Participants will learn an OOP
language developed for children: ROBOLAB (LEGO, 1998). ROBOLAB is based
on LabVIEW, an industry-standard, graphical programming language
(LabVIEW, 1998; Johnson, 1997). In ROBOLAB, programmers write a program
by selecting, ordering, and structuring relationships among objects.
Mental and physical modeling
The physical modeling with LEGO
bricks is meant to complement the abstract mental modeling necessary
for programming by providing students with a digital manipulative that
can provide feedback as well as a physical representation of component
building. Mental modeling is a process of problem solving that entails
forming an abstract representation of a problem and visually
constructing a functional relationship between its components
(Barsalau, 1992; Muller, 1997). Object-oriented programming can be
viewed as a specific application of mental modeling in which
programmers construct functional relationships between components or
objects. When physical modeling is taught in conjunction with mental
modeling, students have a feedback mechanism and concrete manipulative
in addition to the abstract mental modeling necessary for programming.
Research Hypotheses
-
Null Hypothesis 1:
There will be no differences in computer programming gain scores among
students who learn OOP with an explicit problem solving curriculum and
students who learn OOP without an explicit problem solving curriculum.
-
Null Hypothesis 2:
There will be no differences in the problem solving skills among
students who learn OOP with an explicit problem solving curriculum and
students who learn OOP without an explicit problem solving curriculum.
-
Null Hypothesis 3:
There will be no differences in the level of computer anxiety among
students who learn OOP with an explicit problem solving curriculum and
students who learn OOP without an explicit problem solving curriculum.
Method
Population and sample
The target population of
this
study includes all migrant school children in Southwest America whereas
the accessible population consists of migrant school children in
Phoenix, Arizona. By convenience sampling, forty-eight students who
have been identified as migrant school
children will be chosen to participate in the study. The sample size
determination is based upon the power analysis program Sample Power
(SPSS, 1999). Given that the Cohen's effect size is .48, the alpha
level is .05, and the power is .80, the desired sample size would be 40
in total or 10 per cell. Eight extra students will be chosen to ensure
that
the sample size of 40 will be maintained even if there is attrition or
noncompliance.
Design
The design will be a 2X2 ANOVA.
Each participant will receive instruction in Robolab's OOP language.

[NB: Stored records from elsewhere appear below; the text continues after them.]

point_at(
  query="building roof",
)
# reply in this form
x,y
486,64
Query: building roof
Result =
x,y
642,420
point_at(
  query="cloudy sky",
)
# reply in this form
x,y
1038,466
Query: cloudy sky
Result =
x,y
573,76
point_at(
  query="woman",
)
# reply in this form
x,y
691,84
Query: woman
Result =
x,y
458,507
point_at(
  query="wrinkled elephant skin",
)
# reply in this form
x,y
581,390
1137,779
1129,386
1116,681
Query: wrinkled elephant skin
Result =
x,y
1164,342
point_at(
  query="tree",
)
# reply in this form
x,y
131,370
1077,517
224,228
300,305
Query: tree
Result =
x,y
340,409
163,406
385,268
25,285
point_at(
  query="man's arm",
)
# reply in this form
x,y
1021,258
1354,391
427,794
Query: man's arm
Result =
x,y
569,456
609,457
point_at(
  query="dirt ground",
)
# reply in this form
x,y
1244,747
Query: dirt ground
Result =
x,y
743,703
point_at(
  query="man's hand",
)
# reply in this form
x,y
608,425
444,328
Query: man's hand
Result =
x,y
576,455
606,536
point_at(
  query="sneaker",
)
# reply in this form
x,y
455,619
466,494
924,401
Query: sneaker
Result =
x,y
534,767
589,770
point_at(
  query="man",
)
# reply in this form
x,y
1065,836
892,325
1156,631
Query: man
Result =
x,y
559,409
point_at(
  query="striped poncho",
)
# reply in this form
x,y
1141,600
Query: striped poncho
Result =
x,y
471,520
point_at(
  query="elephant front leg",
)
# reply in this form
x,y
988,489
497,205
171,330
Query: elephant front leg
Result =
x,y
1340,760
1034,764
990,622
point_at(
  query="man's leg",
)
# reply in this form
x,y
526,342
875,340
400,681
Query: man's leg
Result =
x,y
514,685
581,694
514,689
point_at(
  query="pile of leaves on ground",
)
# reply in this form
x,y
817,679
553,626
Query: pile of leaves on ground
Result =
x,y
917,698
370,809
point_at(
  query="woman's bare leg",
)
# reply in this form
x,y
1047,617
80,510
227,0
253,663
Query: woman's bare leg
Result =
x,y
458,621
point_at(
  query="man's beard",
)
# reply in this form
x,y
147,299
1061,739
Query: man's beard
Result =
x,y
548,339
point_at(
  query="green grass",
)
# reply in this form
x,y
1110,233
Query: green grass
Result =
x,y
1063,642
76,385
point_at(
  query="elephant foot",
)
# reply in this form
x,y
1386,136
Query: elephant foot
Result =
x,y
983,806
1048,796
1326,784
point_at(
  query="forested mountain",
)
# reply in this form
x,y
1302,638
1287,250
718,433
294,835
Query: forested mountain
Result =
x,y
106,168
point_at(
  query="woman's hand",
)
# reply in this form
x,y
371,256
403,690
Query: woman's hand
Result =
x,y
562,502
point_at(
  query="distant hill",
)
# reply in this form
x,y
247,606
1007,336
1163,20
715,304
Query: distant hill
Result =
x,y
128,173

The first factor is problem solving curriculum, which has two levels:
1) the presence of problem solving curriculum, and 2) the absence of
problem solving curriculum. The second factor is physical modeling,
which also has two levels: 1) the presence of physical modeling, and 2)
the absence of physical modeling. The design is orthogonal because all
cell sizes will be equal. Descriptions of the four groups follow:
1. Learning Robolab's OOP
language with problem solving curriculum
2. Learning Robolab's OOP language with physical modeling
3. Learning Robolab's OOP language with both problem solving curriculum
and physical modeling
4. Control: Learning Robolab's OOP language with neither problem
solving curriculum or physical modeling
Strength and integrity of
treatment will be ensured by the following means, which have been
identified by Sechrest et al. (1979). Primary instruction will be
provided by four computer experts with Masters degrees in Educational
Media and Computers and at least two years of teaching experience,
which includes teaching limited-English proficient students who have
participated in the Conexiones Program. These instructors will be
assisted by bilingual students in education and computer programming.

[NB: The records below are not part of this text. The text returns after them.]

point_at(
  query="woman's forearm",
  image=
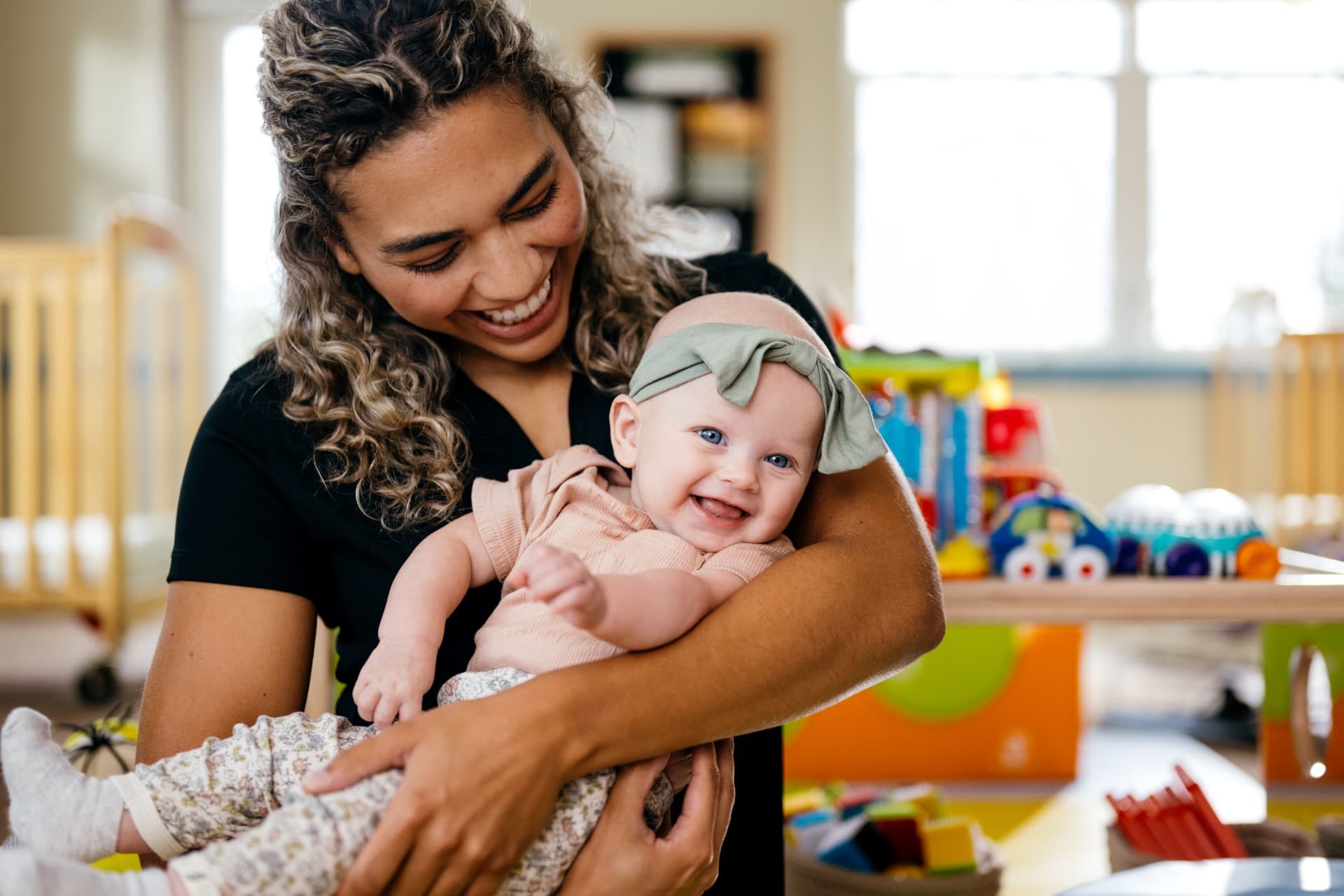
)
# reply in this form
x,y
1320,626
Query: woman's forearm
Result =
x,y
860,601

Curriculum will be developed based on the Robolab curriculum.
Curriculum development will be supported and supervised by a team of
university professors and research specialists who have PhDs in
education and at least five years of teaching experience, which
includes teaching limited-English proficient students who have
participated in the Conexiones Program.
Instructors and assistants will
participate in a forty hours of training that will prepare them for
teaching and curriculum implementation. During this training, they will
receive a detailed schedule of teaching activities that will be
monitored by the curriculum development supervisors via spot checking
of treatment sessions. Participant attendance will be monitored by
instructors and assistants who will record the dates, times, and names
of participants for each session. Video recording of a sample of
treatment sessions will be conducted so that sessions can be analyzed
for conformance to treatment requirements.
Instruments
There will be three dependent
measures. The first measure is a criterion-referenced test specific to
Robolab programming. This criterion-referenced test will require
participants to complete a programming task. Participants will be
videotaped as they engage in Think Aloud Protocol while they complete
the task. The videotape will be analyzed by four raters who are experts
in computer programming and who will evaluate the test on the basis of
efficiency, time necessary to complete the task, and accuracy. The
inter-rater reliability will be calculated. Because the participants
will have had no previous instruction in computer programming, a
pre-test will not be administered to assess their skills. However, a
test will be administered to all students after they have engaged in
one half of the curriculum for OOP.
The second measure is the change
score of an attitude survey, the Computer Anxiety Index (CAIN). The
CAIN is a standard instrument for measuring computer anxiety
(Simonson,, Maurer, Montag-Toradi, & Whitaker, 1987). A pretest to
assess computer anxiety will be administered before the treatment and a
posttest will be administered after the treatment.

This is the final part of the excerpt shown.